Hope is different. It’s having faith that things will somehow work out in our favour without knowing when or how. When we feel hopeful, we have more energy. We get creative and try new things. Hope brings out the best in us. Expectation is just making up how long something should take. My advice? Ditch your timeframes and become relentlessly hopeful. It’s a much nicer way to live.
Stop fighting with yourself
I’m sometimes stunned at the high expectations my clients put on themselves. So many of us are driven to constantly prove our worth, and high achievers in particular need to be extra careful right now. The more you’re accustomed to a strict routine, to solving problems and getting things done, the harder it will be for you to accept what’s no longer possible.
We all have an inner voice saying, ‘I need to do this’, but that’s just your ego talking. How much kinder would it be to expect less of yourself? It’s unreasonable to insist on being at your best when your thoughts are in turmoil. Put more challenging projects aside and do what’s necessary. Be kind to yourself and others, and you’re doing enough.
It’s also important to give yourself permission to feel so-called negative emotions – such as anxiety, sadness, anger and lethargy. We learn early in life that we’re not supposed to feel the things we don’t like to feel, so we try to resist or fix them. But if you stop believing these feelings are wrong, they will happen less, as you won’t be thinking about them and giving them more power.
You’ve been living your life for the past nine months without the support of so many routines you took for granted. It’s natural to grieve that loss. Get comfortable with having tough days and you’ll attach far less meaning to them. Heap judgment on top of a low mood and you’re guaranteed to feel worse. Acceptance doesn’t mean giving up. It simply means not resisting or fighting reality so you can put your energy to a more valuable use.
Don’t fret about the future
Living with background fear is a habit most of us have got used to, but this constant worry keeps us in our fight-or-flight stress response. When I ask clients what they’re actually scared of, most of them tell me it’s a fear of the unknown. They’re imagining a scary future where things go very badly for them and their loved ones, then attempting to find solutions to problems that don’t yet exist. They think they know what’s going to happen next, but they don’t.

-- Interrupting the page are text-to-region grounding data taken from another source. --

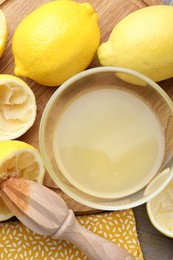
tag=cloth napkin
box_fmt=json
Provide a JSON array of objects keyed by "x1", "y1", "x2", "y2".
[{"x1": 0, "y1": 209, "x2": 143, "y2": 260}]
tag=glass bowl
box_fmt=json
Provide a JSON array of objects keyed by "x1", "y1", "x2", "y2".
[{"x1": 39, "y1": 67, "x2": 173, "y2": 210}]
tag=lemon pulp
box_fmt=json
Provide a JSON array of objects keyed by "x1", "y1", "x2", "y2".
[
  {"x1": 0, "y1": 141, "x2": 45, "y2": 221},
  {"x1": 0, "y1": 75, "x2": 36, "y2": 141},
  {"x1": 147, "y1": 179, "x2": 173, "y2": 238}
]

It’s normal to feel frightened when faced with an uncertain future, but our real discomfort comes from believing our made-up stories and thinking we can’t handle them. If we realise these scenarios are just in our imagination, we can also see that there’s nothing we need to do about them. We’re terrible at trying to figure out what we’ll do in any future made-up situation, but we always know what to do in real time which is why we’re all far better at surviving a crisis than we think.
You’ve already lived through a world you could never have imagined a year ago. You have learned new skills, and you will learn new ones in the months to come. At some point over the past nine months you probably even found yourself feeling happy. This was because you temporarily forgot the scary movies in your mind and got caught up in living your life. Know that in the absence of actual danger any feelings of fear and anxiety are just a symptom of your imagination and you’ll start taking these thoughts far less seriously.

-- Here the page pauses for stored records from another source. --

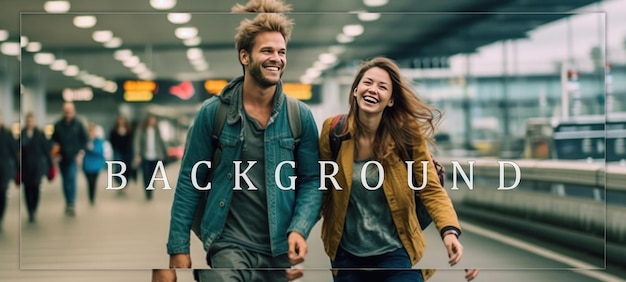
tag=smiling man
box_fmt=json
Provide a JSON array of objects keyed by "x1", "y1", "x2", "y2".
[{"x1": 161, "y1": 1, "x2": 322, "y2": 281}]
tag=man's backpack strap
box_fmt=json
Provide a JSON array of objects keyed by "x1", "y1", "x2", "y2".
[{"x1": 286, "y1": 96, "x2": 302, "y2": 146}]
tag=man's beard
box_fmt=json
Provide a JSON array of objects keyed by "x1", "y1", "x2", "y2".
[{"x1": 249, "y1": 58, "x2": 283, "y2": 88}]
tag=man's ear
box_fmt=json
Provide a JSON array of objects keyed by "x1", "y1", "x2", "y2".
[{"x1": 239, "y1": 49, "x2": 249, "y2": 65}]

Our new normal will continue to feel uncertain for many more months to come, but we can get better at anything with practice. Most of what we learn comes to us during our periods of adversity, as these tough times show us what truly matters. During your lifetime you’ve overcome numerous obstacles and proved that you’re stronger than you knew.
Sadly, it’s all too easy to mess up the present by wanting things to be a certain way when they’re not.
What if you made the decision to have a good life no matter what else was going on? It’s not denial – it just feels a whole lot better.